Marty vota son plus beau sourire à Mondine et donna sa bénédiction :

– Epousez-le, madame, vous faites l'affaire du siècle. C'est le génie le plus con que la terre ait porté ! Le connard le plus génial ! Croyez-moi, je le pratique depuis vingt ans. Vous n'aurez pas assez d'une vie pour en faire le tour.

– Fraenkhel aurait été fier de lui, lâcha Postel-Wagner dans une brusque crise de sanglots.

Et le mariage aurait repris son cours normal si les inspecteurs Titus et Silistri, comme brutalement tirés d'un double cauchemar, ne s'étaient avisés que chacun des deux avait été ignoblement soupçonné par l'autre pendant cette interminable gestation. Avant que Julie et Gervaise aient pu faire le moindre geste pour les retenir, ils roulaient parmi les chaises renversées, leurs poings faisaient des ravages épouvantables... On crut d'abord que Pescatore et ses hommes se ruaient sur les deux flics pour les séparer, mais eux aussi avaient une offense impardonnable à leur faire payer. Ce que voyant, les Templiers de Gervaise coururent au secours de leurs patrons. La fidélité de la rue n'est pas un vain mot : les dames tatouées entrèrent à leur tour dans la danse. Ce n'est pas parce qu'on s'est émancipé de son mac qu'on doit le laisser bastonner par le premier flicard venu. Et, les femmes valant bien les femmes, Hélène et Tanita se jetèrent dans la mêlée pour sortir leurs hommes de ces griffes-là.

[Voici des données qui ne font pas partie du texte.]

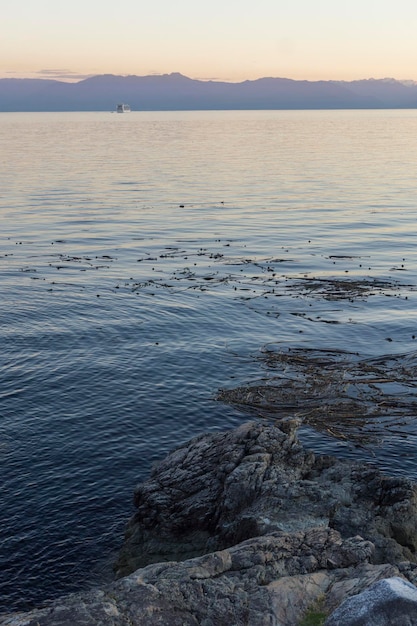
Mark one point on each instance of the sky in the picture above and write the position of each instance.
(230, 40)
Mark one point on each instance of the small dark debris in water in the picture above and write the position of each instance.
(333, 391)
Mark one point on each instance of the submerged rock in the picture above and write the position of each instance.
(220, 489)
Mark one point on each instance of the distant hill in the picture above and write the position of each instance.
(177, 92)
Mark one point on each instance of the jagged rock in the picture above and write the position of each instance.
(271, 530)
(220, 489)
(385, 603)
(266, 581)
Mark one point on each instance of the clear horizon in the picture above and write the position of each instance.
(224, 42)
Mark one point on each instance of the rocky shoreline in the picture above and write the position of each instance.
(248, 527)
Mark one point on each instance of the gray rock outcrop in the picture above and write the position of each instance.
(248, 528)
(220, 489)
(266, 581)
(385, 603)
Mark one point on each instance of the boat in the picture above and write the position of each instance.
(123, 108)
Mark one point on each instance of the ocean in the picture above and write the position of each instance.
(150, 264)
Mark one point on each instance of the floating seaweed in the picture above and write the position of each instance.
(334, 391)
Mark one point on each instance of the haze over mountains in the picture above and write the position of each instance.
(177, 92)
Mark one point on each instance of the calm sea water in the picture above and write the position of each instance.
(135, 257)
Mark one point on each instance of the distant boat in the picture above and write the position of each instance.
(123, 108)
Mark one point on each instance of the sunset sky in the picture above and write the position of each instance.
(230, 40)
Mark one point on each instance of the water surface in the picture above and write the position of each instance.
(139, 254)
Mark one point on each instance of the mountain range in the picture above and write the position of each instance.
(177, 92)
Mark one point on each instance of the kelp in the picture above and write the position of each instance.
(334, 391)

Faut-il y voir une preuve de l'existence de Dieu ? Pas un revolver ne quitta son holster pendant toute la rencontre. Faut-il y voir un signe du déclin de l'Eglise ? Le mobilier et les statues de saints n'offrirent pas la résistance escomptée. Faut-il y voir un effet de l'art ? C'était beau.

Ce que Mondine, enroulée comme une tendre liane autour de son génie, exprima avec simplicité :

– Tu veux que je te dise, professeur ? C'est le plus beau mariage que j'aie jamais vu, et en plus c'est le mien !

Julie, dont le regard et le bras avaient enveloppé Gervaise, y alla elle aussi de sa conclusion :

– Pas de doute, Gervaise, un gosse capable de déclencher une guerre civile avant sa naissance, c'est bien le fils de Benjamin.